Tessa McWatt’s Shame on Me, a 2019 non-fiction book that explores concepts of race through the author’s multiracial identity as a Guyanese-born Canadian, was especially meaningful.
“She uses her family photos, Guyanese history and personal anecdotes throughout the book which was reminiscent of experiences I had growing up,” says Ramnauth. “One phrase in her book that validated everything for me is ‘race is a story.’ These words made what I felt over the years into something physical and real. This novel taught me my experiences are not so uncommon.”
Other texts of note in the course are The Dew Breaker by Edwidge Danticat, a novel on modern Haiti and the Haitian diaspora in New York, and How to Say Babylon, a memoir by Safiya Sinclair about the author’s formative years in rural Jamaica within the world of a Rastafarian family.
“The Caribbean is unlike any other place,” says Espinet. “One of the reasons for that is its incredible diversity which is often not appreciated because it's seen primarily as an area of Black settlement without understanding the complexity of its cosmopolitan character. But the Caribbean is the first modern migrant culture in the world, beginning with the arrival of Columbus in 1492.
“However, its peoples did not migrate there voluntarily; there was enslavement of African people. There was indentureship, following the abolition of slavery. Indentures were drawn mostly from India, but were also brought from China, Portugal and the Levant.
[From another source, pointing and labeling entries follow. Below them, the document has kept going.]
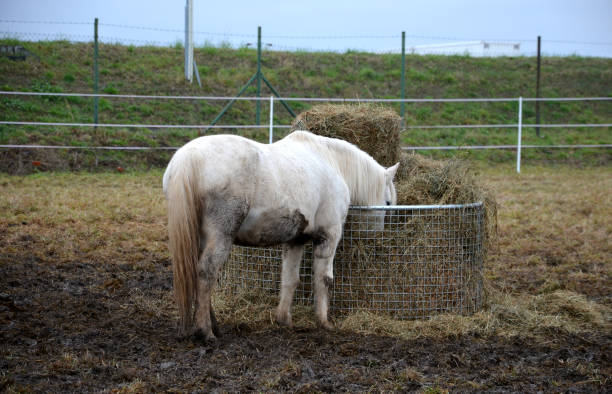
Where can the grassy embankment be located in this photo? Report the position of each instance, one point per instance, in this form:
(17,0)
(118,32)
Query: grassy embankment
(67,67)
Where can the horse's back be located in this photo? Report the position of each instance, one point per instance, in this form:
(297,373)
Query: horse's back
(221,160)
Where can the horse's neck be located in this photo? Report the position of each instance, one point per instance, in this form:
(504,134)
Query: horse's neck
(360,172)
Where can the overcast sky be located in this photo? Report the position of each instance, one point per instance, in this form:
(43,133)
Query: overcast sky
(566,26)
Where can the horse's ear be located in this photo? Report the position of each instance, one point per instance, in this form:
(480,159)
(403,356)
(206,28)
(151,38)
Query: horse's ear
(390,172)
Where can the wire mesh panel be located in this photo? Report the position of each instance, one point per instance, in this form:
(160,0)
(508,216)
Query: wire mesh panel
(426,260)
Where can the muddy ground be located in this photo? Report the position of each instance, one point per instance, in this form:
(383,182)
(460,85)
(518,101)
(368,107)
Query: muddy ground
(87,326)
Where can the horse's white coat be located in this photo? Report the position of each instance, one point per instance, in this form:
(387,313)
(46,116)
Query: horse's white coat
(297,188)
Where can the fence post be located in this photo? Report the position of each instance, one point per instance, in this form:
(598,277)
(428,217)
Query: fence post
(538,87)
(96,70)
(271,119)
(518,143)
(258,104)
(403,105)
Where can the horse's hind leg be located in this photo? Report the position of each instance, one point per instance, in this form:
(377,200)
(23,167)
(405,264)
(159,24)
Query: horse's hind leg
(323,270)
(290,278)
(216,251)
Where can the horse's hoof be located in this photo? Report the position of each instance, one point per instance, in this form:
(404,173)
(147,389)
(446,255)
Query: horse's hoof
(200,336)
(326,325)
(284,320)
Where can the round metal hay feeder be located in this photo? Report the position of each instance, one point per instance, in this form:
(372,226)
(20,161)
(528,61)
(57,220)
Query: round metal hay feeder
(427,260)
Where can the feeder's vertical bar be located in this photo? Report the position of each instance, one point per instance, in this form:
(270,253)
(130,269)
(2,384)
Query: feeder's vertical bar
(96,70)
(518,143)
(271,119)
(403,104)
(258,104)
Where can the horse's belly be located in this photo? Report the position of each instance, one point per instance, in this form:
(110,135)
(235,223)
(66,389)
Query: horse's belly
(271,227)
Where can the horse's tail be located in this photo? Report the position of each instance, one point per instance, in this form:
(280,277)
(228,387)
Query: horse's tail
(184,221)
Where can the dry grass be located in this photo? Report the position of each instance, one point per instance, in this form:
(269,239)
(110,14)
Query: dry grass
(549,273)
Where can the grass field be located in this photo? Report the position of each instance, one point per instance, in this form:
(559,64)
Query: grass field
(86,300)
(67,67)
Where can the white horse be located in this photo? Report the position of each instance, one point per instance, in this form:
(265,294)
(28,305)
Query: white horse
(226,189)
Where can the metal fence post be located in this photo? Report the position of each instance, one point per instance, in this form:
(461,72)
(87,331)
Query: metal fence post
(518,143)
(258,80)
(403,105)
(538,87)
(96,70)
(271,119)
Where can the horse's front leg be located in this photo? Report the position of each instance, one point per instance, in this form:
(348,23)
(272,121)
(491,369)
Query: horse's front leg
(290,278)
(323,267)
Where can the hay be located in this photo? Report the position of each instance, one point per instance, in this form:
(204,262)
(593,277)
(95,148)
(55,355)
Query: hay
(423,181)
(425,262)
(373,128)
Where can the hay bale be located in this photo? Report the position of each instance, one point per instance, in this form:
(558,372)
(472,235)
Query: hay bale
(373,128)
(422,181)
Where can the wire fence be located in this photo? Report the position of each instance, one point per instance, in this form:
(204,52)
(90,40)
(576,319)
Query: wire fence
(112,33)
(427,260)
(272,126)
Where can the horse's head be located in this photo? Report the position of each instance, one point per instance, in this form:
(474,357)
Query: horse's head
(390,194)
(376,218)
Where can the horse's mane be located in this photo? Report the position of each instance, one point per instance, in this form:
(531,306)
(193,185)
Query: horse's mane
(362,174)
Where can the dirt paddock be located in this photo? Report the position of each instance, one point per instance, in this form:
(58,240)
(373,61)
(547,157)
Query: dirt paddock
(86,303)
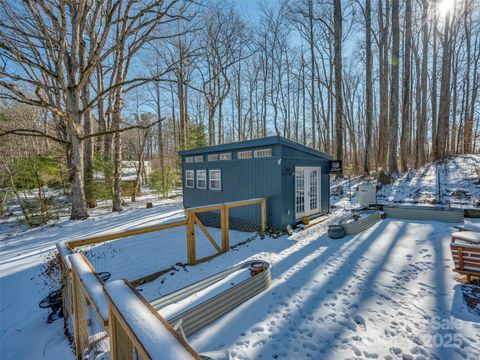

It’s such a diverse region and you may not witness the diversity if you go there as a tourist. But if you live there, you experience so many currents crossing and influencing each other — in language, cuisine and culture. That’s why the music, art and writing that comes out of the Caribbean is so interesting and unique.”
Espinet is hoping this course gives her students a deeper understanding of the context, the culture, the literature and the incredible diversity of the Caribbean.
For Davis, Ramnauth and the other students, that understanding has already flourished.
“I’ve gained a richer understanding of the distinct narrative styles and voices that characterize Caribbean women’s literature, and of the vital role these works play in shaping cultural and political discourse,” says Davis.
Adds Ramnauth, “This is my first Caribbean-focused class. I now have a deeper understanding of Caribbean women writers and how their work connects to my own ethnicity.”